L’epidemia coronavirus non ferma i programmi e le scadenze in ambito europeo. Inizia oggi, a Bruxelles, il negoziato sulle future relazioni commerciali tra l’Unione europea e il Regno Unito.
“Le trattative partono in salita – ha messo in evidenza il presidente di Confagricoltura Massimiliano Giansanti -. L’obiettivo finale è condiviso. Siglare un accordo di libero scambio senza dazi, contingenti e ostacoli amministrativi, ma le posizioni sono contrastanti per quanto riguarda le condizioni e i tempi”.
Il governo di Londra non intende accettare, in cambio dell’accesso al mercato unico, il riferimento alla normativa europea e il giudizio della Corte di giustizia della Ue. Nel mandato negoziale affidato dal Consiglio UE alla Commissione c’è anche il riconoscimento della normativa europea in materia di indicazioni geografiche protette.
“Inoltre – ha aggiunto Giansanti – il Regno Unito ha fatto sapere che abbandonerà le trattative, se non sarà stato raggiunto un accordo quadro entro giugno. E’ una scadenza troppo ravvicinata per raggiungere un accordo. Il governo britannico ha preso ufficialmente a riferimento l’intesa tra Ue e Canada che, però, ha richiesto sette anni di trattative”

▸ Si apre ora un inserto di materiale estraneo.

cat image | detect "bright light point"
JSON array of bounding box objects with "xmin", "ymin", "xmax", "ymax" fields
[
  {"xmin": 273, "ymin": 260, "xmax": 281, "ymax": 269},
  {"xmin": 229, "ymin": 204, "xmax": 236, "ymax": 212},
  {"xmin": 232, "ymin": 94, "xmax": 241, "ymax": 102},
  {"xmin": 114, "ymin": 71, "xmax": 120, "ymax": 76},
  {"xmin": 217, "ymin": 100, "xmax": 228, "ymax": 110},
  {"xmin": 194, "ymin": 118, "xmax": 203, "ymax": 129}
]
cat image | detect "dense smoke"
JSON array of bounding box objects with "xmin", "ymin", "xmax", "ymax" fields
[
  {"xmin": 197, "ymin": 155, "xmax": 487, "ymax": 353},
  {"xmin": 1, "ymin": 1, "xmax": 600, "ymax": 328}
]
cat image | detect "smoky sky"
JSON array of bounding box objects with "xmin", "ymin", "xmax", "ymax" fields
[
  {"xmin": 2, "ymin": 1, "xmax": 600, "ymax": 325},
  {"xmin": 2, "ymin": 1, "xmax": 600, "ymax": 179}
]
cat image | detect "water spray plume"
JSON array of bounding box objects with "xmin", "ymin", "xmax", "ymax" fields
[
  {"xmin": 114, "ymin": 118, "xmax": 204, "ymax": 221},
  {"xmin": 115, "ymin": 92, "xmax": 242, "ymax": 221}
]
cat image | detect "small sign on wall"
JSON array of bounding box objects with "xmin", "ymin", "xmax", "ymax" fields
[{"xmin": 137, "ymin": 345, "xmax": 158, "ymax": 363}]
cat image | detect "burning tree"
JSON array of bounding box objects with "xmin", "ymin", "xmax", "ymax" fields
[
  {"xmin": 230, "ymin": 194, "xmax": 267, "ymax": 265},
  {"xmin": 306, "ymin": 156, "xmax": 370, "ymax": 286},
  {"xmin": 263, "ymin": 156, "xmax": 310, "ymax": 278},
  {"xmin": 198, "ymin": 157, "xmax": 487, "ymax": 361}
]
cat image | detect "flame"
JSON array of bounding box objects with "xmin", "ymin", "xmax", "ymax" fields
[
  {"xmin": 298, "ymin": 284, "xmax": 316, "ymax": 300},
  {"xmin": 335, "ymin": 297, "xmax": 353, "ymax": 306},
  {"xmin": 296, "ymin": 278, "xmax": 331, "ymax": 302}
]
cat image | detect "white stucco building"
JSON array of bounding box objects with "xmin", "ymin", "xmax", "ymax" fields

“Senza un accordo – ha proseguito il presidente di Confagricoltura – ci troveremmo alla fine dell’anno nella situazione peggiore finora evitata: il ritorno delle frontiere tra UE e Regno Unito e il ripristino di dazi e controlli sulle merci. Il contraccolpo sul sistema agroalimentare italiano ed europeo sarebbe pesante”.
Confagricoltura ricorda che il Regno Unito è importatore netto di prodotti agroalimentari. Gli acquisti dagli Stati membri della UE ammontano a circa 40 miliardi di euro l’anno. Per i prodotti orticoli, ad esempio, la produzione britannica copre appena il 50% del fabbisogno. Per la frutta si scende a meno del 5 per cento.
L’export italiano di settore si attesta a 3,4 miliardi di euro, di cui il 30% assicurato da prodotti a indicazione geografica protetta.
Il Regno Unito è il quarto mercato di sbocco per le produzioni agroalimentari italiane, dopo Germania, Francia e Stati Uniti. Vino e mosti e prodotti ortofrutticoli incidono per il 45% sul totale delle esportazioni destinate al mercato britannico.
“Il rischio di una hard Brexit differita all’inizio del 2021 è alto. Per scongiurare questa prospettiva, lavoreremo anche in stretto contatto con l’associazione degli agricoltori del Regno Unito (NFU) – ha concluso Giansanti -. La NFU punta come noi sul raggiungimento di un accordo di libero scambio, mantenendo gli alti standard di produzione dell’Unione. C’è il timore che il governo di Londra, in sostituzione dei prodotti in arrivo dagli Stati membri, apra la strada alle importazioni da paesi extra UE dove vigono sistemi produttivi meno rigorosi in termini di tutela dei consumatori, del lavoro e protezione delle risorse naturali”.